Über einen Rücktritt? Nein. Natürlich hat man vor seiner Wiederwahl und der Departementsrochade darüber gesprochen. Und damals waren vier Jahre – wie für alle andern – selbstverständlich. Gerade bei einem neuen Departement sind vier Jahre unerlässlich.

In der SVP ist ein gewisser Druck spürbar, dass auch Maurer zurücktreten soll.
Davon habe ich nichts gemerkt. Vielleicht von einem, der selbst Bundesrat werden möchte (lacht).

Gibt es diesen Druck nicht auch in der SVP-Spitze?
Nein. Das wüsste ich. Er macht eine gute Arbeit. Unter ihm wird auch das Grenzwachtkorps deutlich besser geführt als zuvor. Dies gilt auch für die Finanzen.

Weshalb sollte er zurücktreten?
Er ist gewählt, um zu arbeiten und nicht, um kurzzutreten.

«Alle unsere Kinder sind heute selbstständige Persönlichkeiten.»

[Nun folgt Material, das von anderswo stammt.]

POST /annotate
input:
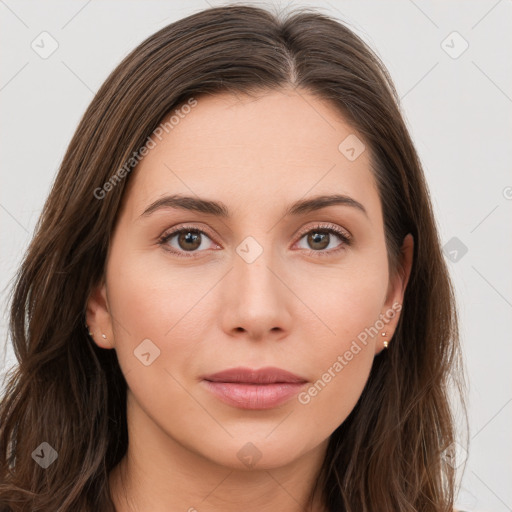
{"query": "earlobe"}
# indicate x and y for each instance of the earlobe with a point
(398, 282)
(98, 319)
(396, 291)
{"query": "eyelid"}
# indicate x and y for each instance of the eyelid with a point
(341, 232)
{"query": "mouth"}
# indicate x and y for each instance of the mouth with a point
(246, 388)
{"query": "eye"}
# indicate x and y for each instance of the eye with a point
(187, 240)
(321, 237)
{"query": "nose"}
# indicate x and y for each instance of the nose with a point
(256, 303)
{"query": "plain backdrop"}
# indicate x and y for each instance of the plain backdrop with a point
(451, 63)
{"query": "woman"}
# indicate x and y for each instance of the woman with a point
(235, 296)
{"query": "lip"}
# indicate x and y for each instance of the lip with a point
(248, 388)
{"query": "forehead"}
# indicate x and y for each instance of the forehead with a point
(257, 149)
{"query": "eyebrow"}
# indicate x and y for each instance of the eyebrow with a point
(219, 209)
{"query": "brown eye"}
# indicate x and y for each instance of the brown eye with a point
(318, 239)
(189, 240)
(321, 240)
(186, 240)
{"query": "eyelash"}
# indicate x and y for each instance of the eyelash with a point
(329, 228)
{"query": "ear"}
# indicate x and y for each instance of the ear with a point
(98, 317)
(396, 291)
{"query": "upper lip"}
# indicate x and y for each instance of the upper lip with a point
(266, 375)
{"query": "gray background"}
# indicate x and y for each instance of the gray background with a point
(457, 109)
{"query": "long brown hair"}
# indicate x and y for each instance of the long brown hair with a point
(67, 392)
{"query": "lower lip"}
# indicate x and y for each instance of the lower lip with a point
(254, 396)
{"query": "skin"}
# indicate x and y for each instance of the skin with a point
(289, 308)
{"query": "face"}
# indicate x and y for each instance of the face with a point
(306, 289)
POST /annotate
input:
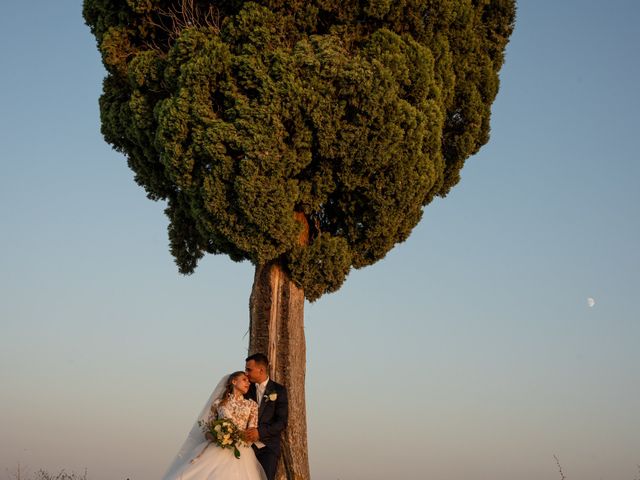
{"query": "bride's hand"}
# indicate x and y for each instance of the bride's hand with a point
(250, 435)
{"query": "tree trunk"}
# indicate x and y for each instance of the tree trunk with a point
(277, 330)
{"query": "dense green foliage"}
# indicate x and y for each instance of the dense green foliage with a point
(353, 113)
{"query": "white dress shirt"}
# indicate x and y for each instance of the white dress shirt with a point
(260, 388)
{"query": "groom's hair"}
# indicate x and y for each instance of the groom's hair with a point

Vielleicht, weil Ihre Tochter Magdalena Martullo-Blocher Bundesrätin werden soll.
Wer sagt das? Zumindest nicht sie. Sie führt ein bedeutendes Unternehmen und kann in ihrem jugendlichen Alter doch nicht einfach davonspringen.

Das ginge schon.
Es wäre sehr, sehr schade.

Es gäbe einen familieninternen Ersatz: Rahel Blocher, Ihr jüngstes Kind, das in Ihrer Robinvest sitzt.
Diese hat auch wichtige Führungsaufgaben: Sie wirkt in der Robinvest und ist verantwortlich für die Musikinsel Rheinau – immerhin neben Musikübungseinrichtungen mit einem Hotel mit 130 Betten vergleichbar. Zudem: Alle unsere Kinder sind heute selbstständige Persönlichkeiten. Ich glaube nicht, dass Magdalena dies möchte, aber sie muss dies selbst beantworten. Ich habe noch nie mit ihr darüber gesprochen, und die Frage ist sowieso nicht aktuell.

Das wird sie aber in den nächsten zwei Jahren.
Fragen soll man beantworten, wenn es Zeit ist!

Elisabeth Kopp bezeichnete Magdalena Martullo-Blocher in der «Nordwestschweiz» explizit als mögliche Nachfolgerin von Ueli Maurer.
Der Sitz von Ueli Maurer steht aber gar nicht zur Verfügung.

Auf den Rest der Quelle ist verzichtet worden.